Do french beans cross with runners? 

I love cherokee beans they are my favourite, (mine are still cropping well in the soft south) but I haven't yet tried saving seed.  I grow veg in the garden in a space about a half plot, and it is really hard to get a rotation as it is.  Thinking as well about separating my beans makes my brain ache.  But I would like to get into seed saving and probably it is one of those things (like when I started my first compost heap many years ago and keeping chickens more recently) that seems much harder before you give it a go?

I also get a few that are flat and stringy.  I just pull out the strings but I suppose if I was saving seed I would want to rogue them out.

any advice?

Bugloss2009

"Moonlight" runner bean is a cross with a french bean, but it's a very special bean, and crossing isn't something we should worry about i think.

runners cross with other runners readily, but I still save seed

you can usually see any wrongun's with the FBs and weed them out, but i think crosses are fun.

Morris

#5
So shall I just jump in and save seed from the best plants now and see what happens next year?  

And I suppose plant out more densely so I can pull out those I don't want and still get plenty of beans.

Sorry for ignorance - what is FB?

Edit - ah, think I've got it - french bean?  Doh...

shirlton

When I get old I don't want people thinking
                      "What a sweet little old lady"........
                             I want em saying
                    "Oh Crap!

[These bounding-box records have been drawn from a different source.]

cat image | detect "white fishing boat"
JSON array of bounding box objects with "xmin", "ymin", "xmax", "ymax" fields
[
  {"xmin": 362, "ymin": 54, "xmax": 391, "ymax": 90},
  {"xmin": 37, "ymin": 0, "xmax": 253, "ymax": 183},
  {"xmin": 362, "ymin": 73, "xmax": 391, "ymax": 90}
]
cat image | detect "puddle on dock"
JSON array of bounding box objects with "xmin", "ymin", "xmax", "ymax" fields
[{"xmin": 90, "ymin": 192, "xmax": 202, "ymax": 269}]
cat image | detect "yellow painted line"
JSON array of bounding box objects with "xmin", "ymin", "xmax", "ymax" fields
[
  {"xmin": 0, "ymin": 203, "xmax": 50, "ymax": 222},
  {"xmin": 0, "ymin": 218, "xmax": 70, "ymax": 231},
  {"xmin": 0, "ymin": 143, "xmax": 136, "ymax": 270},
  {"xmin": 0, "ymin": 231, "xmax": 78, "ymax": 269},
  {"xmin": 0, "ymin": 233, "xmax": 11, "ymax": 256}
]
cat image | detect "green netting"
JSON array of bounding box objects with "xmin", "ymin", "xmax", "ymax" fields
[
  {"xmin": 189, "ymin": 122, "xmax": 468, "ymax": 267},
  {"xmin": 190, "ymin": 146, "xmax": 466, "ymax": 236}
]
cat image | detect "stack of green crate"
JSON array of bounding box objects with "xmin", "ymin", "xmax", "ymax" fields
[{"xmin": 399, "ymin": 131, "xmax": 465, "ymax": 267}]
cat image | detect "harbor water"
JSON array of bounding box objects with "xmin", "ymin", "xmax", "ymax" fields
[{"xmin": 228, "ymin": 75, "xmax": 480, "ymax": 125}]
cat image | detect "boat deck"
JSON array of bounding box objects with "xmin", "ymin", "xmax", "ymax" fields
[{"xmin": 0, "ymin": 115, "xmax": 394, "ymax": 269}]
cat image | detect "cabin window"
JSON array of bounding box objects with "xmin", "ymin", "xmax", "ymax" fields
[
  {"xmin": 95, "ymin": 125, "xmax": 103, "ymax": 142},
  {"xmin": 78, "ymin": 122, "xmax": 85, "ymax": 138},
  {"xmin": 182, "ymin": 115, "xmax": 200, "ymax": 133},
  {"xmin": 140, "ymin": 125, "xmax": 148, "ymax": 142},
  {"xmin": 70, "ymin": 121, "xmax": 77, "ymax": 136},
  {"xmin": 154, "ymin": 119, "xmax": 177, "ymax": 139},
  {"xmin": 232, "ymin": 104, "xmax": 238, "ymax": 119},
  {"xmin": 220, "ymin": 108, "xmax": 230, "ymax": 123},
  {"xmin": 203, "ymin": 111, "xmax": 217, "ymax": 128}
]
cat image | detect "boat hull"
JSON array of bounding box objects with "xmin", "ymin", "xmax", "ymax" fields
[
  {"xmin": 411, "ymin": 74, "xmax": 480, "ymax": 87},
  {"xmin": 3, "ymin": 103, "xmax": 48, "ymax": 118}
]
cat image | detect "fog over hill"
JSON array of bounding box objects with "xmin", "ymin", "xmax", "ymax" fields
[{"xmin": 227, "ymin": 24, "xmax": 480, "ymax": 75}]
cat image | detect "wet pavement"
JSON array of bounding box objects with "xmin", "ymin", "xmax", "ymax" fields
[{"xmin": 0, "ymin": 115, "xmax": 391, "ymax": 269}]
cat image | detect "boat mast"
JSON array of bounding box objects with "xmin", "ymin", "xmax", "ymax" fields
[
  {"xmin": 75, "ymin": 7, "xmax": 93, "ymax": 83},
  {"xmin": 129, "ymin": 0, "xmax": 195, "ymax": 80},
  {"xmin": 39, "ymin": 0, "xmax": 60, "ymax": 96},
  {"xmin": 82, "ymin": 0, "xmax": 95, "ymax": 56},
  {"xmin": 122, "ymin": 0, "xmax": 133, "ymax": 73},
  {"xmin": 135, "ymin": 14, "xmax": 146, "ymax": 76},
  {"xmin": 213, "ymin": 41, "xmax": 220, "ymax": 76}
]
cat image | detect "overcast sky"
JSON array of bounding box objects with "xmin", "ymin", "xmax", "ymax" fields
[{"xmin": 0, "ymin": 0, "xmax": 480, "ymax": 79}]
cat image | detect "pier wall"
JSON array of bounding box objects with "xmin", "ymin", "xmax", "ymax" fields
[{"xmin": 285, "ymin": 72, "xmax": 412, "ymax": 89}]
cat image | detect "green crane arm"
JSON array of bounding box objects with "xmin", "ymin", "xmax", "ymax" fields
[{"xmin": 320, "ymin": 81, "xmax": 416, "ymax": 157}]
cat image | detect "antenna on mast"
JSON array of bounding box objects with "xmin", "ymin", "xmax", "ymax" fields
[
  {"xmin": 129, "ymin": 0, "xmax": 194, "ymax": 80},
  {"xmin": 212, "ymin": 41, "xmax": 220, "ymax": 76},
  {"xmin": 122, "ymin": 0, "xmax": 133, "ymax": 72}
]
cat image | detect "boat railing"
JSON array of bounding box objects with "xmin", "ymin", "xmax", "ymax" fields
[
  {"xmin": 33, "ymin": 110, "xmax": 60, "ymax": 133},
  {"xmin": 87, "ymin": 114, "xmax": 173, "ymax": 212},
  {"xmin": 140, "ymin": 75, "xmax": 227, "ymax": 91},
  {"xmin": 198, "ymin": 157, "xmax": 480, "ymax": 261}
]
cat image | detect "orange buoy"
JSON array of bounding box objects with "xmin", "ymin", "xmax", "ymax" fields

Whats she up to now ?"

macmac

I sowed some saved butter beans this year.Last year they were fine this year some are black  :My french were all sorts of things I think perhaps beans are a little promiscuous
sanity is overated

Garjan

Thanks for all the replies!
I go with promiscuity: I like the idea of beans-behaving-badly   :D

I noticed some flat beans as well. Just thought it had to do with insufficient pollination and/or development, so I didn't give it a thought.

As for pulling up the plants that are different: it is impossible to distinguish between the plants with white and black seeds. Both can be in black pods and in green pods. That's what's puzzeling me.
I'm not bothered with the difference in colour. I reckon I need to buy new seeds to keep the variety 'pure'.
The idea of Bugloss is also appealing: to plant the mutants and to finally come up with a variety that performs well under the specific conditions of my plot. A combination of Mendel and Darwin could be quite a boost for the ego.

Greetings,
Garjan

Bugloss2009

no- don't get rid of rogue plants. Leave them be, and use them. Just don't use any seeds for next year that look odd (unless you want to)

You can't always tell - I saved some cannellini seeds that looked fine, and next year they produced purple pods with tiny black seeds........

Vinlander

First try the all the beans for flavour - don't throw out the type that taste best!

That's a given - but if you plant all the types/'landraces' separately next year you may be able to decide which is earliest, longest/highest yielding etc.

You decide if a new variety is worth growing on for the future.

However I must put in a word for ones with strongly coloured pods - they must be easier to find amongst the foliage - could save you a lot of trouble if you are picking for green beans - getting every one before maturity means more green beans over a longer season (apart from simply making picking quicker).

Cheers.

PS. since CTOT aren't ideal for picking green (go from short & thin straight to maturity) you might find one of the offspring is better.
With a microholding you always get too much or bugger-all. (I'm fed up calling it an allotment garden - it just encourages the tidy-police).

The simple/complex split is more & more important: Simple fertilisers Poor, complex ones Good. Simple (old) poisons predictable, others (new) the opposite.

Jeannine

French don't cross with runners XX Jeannine
When God blesses you with a multitude of seeds double  the blessing by sharing your  seeds with other folks.